Die usbekische Jungregisseurin Saodat Ismailova geht auch beim Ton keine Kompromisse ein. Als die Großmutter mit ihren schwielig-ledrigen Händen Bibichas streichelt, durchdringt den Kinosaal lautes Schaben, das nicht aufhören will. Ismailova hält jedes Geräusch, jedes Bild so lange fest, bis jedes Detail zur Entfaltung gekommen ist, ja unerträglich wird.
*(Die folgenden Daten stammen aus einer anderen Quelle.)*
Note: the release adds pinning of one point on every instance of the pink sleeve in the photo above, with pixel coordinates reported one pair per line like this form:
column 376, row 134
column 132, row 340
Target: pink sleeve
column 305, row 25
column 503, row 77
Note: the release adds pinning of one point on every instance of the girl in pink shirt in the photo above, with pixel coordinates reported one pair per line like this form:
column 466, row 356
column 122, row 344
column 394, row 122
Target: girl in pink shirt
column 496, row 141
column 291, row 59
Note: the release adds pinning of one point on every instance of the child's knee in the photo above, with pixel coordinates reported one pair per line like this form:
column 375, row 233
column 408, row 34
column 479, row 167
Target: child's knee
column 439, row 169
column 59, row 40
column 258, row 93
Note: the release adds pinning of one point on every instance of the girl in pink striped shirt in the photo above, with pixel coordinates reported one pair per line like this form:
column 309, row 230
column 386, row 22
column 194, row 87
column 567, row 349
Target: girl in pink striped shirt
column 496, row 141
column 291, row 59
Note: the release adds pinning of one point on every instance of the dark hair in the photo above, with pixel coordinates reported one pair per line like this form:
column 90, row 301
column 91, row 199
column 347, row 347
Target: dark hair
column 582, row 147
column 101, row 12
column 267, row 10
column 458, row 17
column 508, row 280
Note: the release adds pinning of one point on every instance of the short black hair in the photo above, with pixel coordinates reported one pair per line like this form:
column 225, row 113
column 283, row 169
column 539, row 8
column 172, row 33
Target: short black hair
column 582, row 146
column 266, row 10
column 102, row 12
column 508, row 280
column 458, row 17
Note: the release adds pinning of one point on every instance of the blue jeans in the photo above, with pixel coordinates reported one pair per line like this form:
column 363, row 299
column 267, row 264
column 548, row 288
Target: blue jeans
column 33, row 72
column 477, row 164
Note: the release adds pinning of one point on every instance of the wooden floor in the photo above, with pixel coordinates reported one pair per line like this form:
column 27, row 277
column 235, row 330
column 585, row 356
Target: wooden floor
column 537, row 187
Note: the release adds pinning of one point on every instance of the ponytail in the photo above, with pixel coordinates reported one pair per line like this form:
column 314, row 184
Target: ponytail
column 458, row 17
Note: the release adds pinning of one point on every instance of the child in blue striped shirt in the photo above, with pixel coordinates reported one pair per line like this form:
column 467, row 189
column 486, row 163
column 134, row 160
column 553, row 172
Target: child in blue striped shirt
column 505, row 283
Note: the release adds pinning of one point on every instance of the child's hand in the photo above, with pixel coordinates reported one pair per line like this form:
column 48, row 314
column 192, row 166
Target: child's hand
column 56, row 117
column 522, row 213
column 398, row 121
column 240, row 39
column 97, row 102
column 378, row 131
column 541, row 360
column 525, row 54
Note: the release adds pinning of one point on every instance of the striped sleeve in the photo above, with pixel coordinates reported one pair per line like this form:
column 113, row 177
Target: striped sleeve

Bis man schier wahnsinnig wird vor Stillleben, die sich aneinander reihen, vor den Geräuschen der Berge, die nicht loslassen.

„Chilla – 40 Days of Silence“ stülpt das Nicht-entrinnen-Können, das Ausgeliefert-Sein der jungen Bibicha in Tadschikistan dem Berlinale-Besucher über. Diese Ohnmacht spielt der Film an jeder Person durch.
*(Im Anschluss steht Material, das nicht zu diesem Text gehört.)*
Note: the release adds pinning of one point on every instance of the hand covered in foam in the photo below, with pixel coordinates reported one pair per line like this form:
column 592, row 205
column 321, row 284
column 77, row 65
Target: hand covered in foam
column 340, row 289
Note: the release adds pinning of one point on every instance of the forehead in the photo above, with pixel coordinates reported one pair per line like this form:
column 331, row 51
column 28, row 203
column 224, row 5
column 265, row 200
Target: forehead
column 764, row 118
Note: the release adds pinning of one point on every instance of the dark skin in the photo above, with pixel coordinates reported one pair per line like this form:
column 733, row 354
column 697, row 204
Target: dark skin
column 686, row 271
An der verwitweten Tante, der auch das Leben mit dem neuen Mann in der Stadt mit Handy, Popmusik und glitzerndem Lidschatten keine Freiheit gewährt. An der duldsamen Großmutter, die alleine in ihrem Häuschen sitzt und Geschichten über den Krieg anhört, die das Radio erzählt. An der kleinen Cousine, die sich als Halbwaise nicht zurechtfindet, in Übersprüngen handelt. Und an Bibicha.
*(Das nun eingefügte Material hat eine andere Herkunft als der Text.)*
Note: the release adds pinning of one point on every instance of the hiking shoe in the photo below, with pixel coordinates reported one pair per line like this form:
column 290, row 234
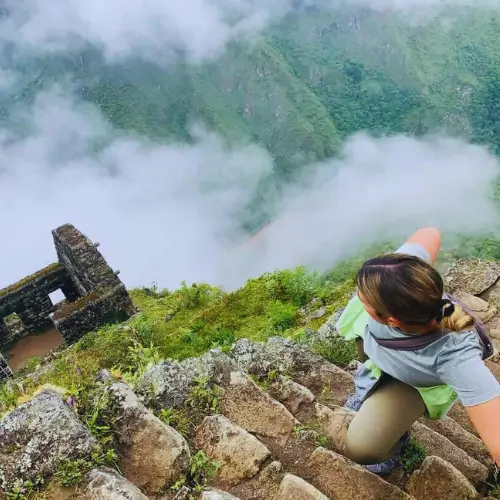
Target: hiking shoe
column 353, row 402
column 384, row 468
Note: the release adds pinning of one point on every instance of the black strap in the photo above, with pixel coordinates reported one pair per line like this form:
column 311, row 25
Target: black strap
column 409, row 342
column 414, row 342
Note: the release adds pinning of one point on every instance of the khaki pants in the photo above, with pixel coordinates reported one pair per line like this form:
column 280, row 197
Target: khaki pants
column 384, row 417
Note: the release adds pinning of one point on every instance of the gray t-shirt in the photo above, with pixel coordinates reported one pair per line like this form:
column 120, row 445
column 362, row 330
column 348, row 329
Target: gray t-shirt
column 455, row 359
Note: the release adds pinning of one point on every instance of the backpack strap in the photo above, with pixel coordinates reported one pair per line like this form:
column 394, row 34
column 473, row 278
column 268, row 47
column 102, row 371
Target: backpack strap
column 415, row 342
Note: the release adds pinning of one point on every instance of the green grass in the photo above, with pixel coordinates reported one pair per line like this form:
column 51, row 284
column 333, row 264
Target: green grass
column 186, row 323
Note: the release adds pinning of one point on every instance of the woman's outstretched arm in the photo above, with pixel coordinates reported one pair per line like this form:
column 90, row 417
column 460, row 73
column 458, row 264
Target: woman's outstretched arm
column 428, row 238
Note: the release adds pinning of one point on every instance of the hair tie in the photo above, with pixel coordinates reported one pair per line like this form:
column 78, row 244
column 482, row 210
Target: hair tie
column 447, row 308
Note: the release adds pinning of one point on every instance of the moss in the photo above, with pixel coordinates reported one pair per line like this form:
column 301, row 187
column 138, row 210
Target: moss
column 29, row 279
column 186, row 323
column 71, row 307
In der aufgezwungenen Stille driftet sie von der Trauer in geisterhafte Halbwelten. Sie ist gefangen in ihrem Schweigen, in dieser Bergwelt. Ganz ähnlich hat sich Nicole Kidman vor elf Jahren im theatralischen „Dogville“ in der Ausweglosigkeit verfangen.  

Als dann etwa in der Mitte des Filmes eine wirre, kaleidoskopische Szene aus bunten, herumwirbelnden Kleidern und zerrenden Männerhänden die unkonkrete Bedrückung Bibichas als Vergewaltigung ausweist, zeigt sich, dass Ismailova das Drehbuch nicht geschrie-ben hat, sondern geschrie-en: Der Film ist ein stiller Aufschrei.

Ein Aufschrei gegen die Nachwehen der sowjetischen Okkupation, die als russisches Kalenderblatt an der spröden Wand haftet. Ein Aufschrei gegen die Männer, die in dem Film zwar nur zwei Mal von weitem gefilmt werden, aber deren Macht in der Ohnmacht der Frauen den ganzen Film über so präsent ist. Das Patriachat obsiegt.

Doch Soadat Ismailova hinterlässt ein kleines politisches Zeichen, eine Hoffnung. Sie hat als Usbekin nicht umsonst die Handlung im laut usbekischer Staatsdoktrin feindlichen Tadschikistan spielen lassen. Es ist die Botschaft, dass die Solidarität zwischen den entrechteten Frauen keine Grenzen kennt.